Armand había acechado en silencio fuera de la construcción, escrutando, aguardando a «los que querían morir»; era como le gustaba hacerlo; en silencio, los llamaba, y ellos salían. Y la muerte tenía una seriedad propia. Tiempo antes había intentado enseñar aquel truco a Louis, según había dicho, pero Louis lo había considerado desagradable.

Y, en verdad, los querubines vestidos de tejano habían salido dando la vuelta por una puerta lateral, como hipnotizados por la música del Flautista de Hamelín. «Sí, venís, sabíamos que vendríais…» Voces apagadas y monótonas los recibían mientras los conducían hacia las escaleras y hacia un salón hecho con matas del ejército colgadas de cuerdas. Morir en aquella pocilga con el barrido de los faros de los coches atravesando las rendijas del contrachapado de madera.

Bracitos cálidos alrededor del cuello de Daniel; hedor de hachís en el pelo de ella; apenas podía soportarlo, el baile, sus caderas contra él. Luego hundía los colmillos en la carne. «Me quieres, sabes que me quieres», había dicho ella. Y él había respondido «sí» con la conciencia tranquila. ¿Siempre será así de bueno? Con la mano, él le agarró la barbilla, empujándole la cabeza hacia atrás, y luego, la muerte, como un puño bajando por el cuello, hacia sus entrañas, el calor expandiéndose, inundando su espinazo y su cerebro.

La había dejado caer. Demasiado y demasiado poco. Había clavado las uñas en la pared un instante, pensando que también debería ser de carne y sangre, y, que si fuera de carne y sangre, podría poseerla. Luego, qué dolor saber que ya no tenía más hambre. Estaba lleno y saciado y la noche esperaba, como algo hecho de luz pura, y la otra estaba muerta, acurrucada como un bebé durmiendo en el suelo mugriento, y Armand, refulgiendo en la oscuridad, sólo se dedicaba a observar.

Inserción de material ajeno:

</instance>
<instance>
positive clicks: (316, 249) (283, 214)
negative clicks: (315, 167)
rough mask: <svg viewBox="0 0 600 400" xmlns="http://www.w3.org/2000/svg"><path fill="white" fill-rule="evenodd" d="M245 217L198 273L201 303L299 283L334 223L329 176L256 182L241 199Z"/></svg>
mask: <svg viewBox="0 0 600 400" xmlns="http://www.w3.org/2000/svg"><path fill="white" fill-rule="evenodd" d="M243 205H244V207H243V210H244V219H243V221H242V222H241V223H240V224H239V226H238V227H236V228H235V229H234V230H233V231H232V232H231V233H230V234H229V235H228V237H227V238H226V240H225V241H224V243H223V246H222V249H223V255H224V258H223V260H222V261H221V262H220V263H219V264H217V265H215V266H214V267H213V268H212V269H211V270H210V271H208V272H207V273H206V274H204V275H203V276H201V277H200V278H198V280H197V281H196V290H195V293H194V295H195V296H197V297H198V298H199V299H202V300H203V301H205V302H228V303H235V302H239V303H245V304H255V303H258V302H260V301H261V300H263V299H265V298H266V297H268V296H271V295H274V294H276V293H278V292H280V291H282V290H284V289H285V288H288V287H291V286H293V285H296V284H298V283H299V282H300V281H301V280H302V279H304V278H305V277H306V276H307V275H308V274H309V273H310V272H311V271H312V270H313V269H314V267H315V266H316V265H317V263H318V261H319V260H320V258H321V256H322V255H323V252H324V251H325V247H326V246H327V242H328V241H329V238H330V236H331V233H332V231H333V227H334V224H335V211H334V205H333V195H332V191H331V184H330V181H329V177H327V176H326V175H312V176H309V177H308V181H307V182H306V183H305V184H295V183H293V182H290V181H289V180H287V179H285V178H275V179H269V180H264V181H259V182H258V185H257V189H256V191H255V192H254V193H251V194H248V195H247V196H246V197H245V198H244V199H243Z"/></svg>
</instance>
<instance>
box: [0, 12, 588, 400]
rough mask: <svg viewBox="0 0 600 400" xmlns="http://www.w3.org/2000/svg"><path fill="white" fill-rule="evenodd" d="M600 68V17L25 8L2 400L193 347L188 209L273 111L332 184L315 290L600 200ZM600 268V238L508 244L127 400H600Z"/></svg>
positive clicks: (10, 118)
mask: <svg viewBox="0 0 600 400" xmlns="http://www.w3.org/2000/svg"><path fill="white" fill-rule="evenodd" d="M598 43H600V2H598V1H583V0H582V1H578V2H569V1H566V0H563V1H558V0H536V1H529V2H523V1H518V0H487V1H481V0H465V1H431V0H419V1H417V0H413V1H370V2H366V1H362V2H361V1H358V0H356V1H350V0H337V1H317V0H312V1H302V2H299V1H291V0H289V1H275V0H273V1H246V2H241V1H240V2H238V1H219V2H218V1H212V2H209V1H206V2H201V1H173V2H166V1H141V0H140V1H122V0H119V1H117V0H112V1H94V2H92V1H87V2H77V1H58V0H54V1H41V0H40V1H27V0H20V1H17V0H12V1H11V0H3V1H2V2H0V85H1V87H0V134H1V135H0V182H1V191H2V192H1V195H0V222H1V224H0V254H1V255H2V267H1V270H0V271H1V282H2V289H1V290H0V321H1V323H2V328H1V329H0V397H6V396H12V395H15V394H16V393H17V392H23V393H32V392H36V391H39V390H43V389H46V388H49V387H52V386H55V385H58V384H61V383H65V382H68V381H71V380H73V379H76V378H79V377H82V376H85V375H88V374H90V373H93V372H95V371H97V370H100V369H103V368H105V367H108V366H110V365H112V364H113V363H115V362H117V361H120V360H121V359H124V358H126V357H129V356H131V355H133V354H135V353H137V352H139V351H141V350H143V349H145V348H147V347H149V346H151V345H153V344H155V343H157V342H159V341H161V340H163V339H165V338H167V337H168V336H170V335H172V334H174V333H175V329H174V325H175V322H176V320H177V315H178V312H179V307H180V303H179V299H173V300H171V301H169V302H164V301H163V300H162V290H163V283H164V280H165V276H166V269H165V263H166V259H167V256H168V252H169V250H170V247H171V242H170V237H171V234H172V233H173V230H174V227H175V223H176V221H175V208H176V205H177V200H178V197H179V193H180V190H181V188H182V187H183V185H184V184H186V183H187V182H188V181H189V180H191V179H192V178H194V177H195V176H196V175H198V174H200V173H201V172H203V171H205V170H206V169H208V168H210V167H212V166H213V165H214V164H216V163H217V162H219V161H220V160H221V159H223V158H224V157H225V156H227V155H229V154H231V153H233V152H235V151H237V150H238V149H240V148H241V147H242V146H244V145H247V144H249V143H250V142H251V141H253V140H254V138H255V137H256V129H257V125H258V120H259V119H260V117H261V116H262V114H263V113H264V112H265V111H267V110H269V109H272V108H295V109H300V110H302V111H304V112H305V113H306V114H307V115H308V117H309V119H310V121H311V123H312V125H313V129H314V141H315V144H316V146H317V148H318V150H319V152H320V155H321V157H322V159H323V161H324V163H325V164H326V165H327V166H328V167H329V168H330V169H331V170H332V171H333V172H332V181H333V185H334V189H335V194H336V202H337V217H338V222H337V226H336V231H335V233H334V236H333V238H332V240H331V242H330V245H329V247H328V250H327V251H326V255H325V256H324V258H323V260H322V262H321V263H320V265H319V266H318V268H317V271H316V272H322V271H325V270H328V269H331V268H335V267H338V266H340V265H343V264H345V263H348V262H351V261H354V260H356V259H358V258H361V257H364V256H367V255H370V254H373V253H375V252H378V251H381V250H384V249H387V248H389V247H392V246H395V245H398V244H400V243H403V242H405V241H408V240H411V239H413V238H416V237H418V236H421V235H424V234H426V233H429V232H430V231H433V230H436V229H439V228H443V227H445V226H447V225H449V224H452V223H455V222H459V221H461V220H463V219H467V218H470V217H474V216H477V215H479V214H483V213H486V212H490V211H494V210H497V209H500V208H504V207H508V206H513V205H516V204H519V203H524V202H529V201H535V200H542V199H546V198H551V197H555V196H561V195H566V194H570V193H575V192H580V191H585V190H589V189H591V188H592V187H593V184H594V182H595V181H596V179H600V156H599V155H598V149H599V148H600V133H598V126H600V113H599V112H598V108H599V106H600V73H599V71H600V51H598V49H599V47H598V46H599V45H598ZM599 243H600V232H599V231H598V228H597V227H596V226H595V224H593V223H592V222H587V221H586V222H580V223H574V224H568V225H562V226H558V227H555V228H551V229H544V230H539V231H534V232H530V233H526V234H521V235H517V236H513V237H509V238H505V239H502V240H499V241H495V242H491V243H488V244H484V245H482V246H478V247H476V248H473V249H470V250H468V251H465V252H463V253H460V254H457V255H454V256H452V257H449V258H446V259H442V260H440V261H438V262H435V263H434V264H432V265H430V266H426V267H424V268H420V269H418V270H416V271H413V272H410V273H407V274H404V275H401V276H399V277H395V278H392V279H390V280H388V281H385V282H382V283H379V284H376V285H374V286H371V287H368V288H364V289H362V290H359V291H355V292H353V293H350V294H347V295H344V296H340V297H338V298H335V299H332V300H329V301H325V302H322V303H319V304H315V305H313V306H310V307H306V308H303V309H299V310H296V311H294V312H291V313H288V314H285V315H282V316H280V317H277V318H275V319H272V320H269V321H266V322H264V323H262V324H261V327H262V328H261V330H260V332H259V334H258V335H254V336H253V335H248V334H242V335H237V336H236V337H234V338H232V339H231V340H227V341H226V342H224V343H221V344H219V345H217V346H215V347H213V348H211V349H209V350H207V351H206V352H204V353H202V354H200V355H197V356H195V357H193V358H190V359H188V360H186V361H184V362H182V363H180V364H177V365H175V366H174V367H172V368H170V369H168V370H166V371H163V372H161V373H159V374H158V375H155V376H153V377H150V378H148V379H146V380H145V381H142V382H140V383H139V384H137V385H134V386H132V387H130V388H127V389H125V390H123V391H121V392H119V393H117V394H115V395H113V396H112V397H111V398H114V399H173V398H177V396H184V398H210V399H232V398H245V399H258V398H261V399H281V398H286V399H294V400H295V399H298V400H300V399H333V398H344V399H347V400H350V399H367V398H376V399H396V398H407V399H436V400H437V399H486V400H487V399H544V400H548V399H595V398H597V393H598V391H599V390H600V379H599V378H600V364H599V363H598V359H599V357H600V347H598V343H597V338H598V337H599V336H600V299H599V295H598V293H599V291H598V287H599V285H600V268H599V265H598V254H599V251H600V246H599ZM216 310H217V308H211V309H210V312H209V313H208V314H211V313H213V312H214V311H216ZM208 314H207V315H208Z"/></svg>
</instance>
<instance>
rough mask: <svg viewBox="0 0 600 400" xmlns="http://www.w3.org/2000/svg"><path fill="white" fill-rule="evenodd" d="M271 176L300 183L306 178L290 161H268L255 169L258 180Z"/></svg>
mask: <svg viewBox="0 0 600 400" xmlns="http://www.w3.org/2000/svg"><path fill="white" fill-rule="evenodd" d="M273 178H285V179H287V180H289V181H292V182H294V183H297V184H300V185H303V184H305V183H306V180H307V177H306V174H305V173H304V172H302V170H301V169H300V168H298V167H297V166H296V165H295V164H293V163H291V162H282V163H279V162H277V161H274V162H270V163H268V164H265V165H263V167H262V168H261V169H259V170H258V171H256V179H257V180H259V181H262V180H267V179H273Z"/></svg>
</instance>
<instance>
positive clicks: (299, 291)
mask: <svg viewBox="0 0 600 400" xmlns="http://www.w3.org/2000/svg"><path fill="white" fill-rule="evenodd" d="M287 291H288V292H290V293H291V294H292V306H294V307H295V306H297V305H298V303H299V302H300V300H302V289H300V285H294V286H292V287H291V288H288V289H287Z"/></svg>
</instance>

Después de aquello, deshacerse de los cadáveres había sido duro de veras. La noche anterior lo había llevado a cabo sin que lo viera, mientras lloraba. La suerte del principiante. Esta vez Armand dijo «ni rastro significa ni rastro». Así que juntos habían bajado a enterrarlos en el suelo del sótano, en el cuarto del viejo horno, colocando de nuevo con cuidado los adoquines en su lugar. Fue un trabajo muy duro, incluso para su fuerza. ¡Qué asqueroso tocar el cadáver así! Sólo por un instante, en su mente parpadeó la pregunta
¿quienes eran?
Dos seres caídos en un pozo. Ya no existían, ahora ya no tenían destino. ¿Y la niña abandonada la noche anterior? ¿La estarían buscando por alguna parte? Él se había echado a llorar. Lo había oído, había levantado un brazo y había tocado las lágrimas de sus ojos.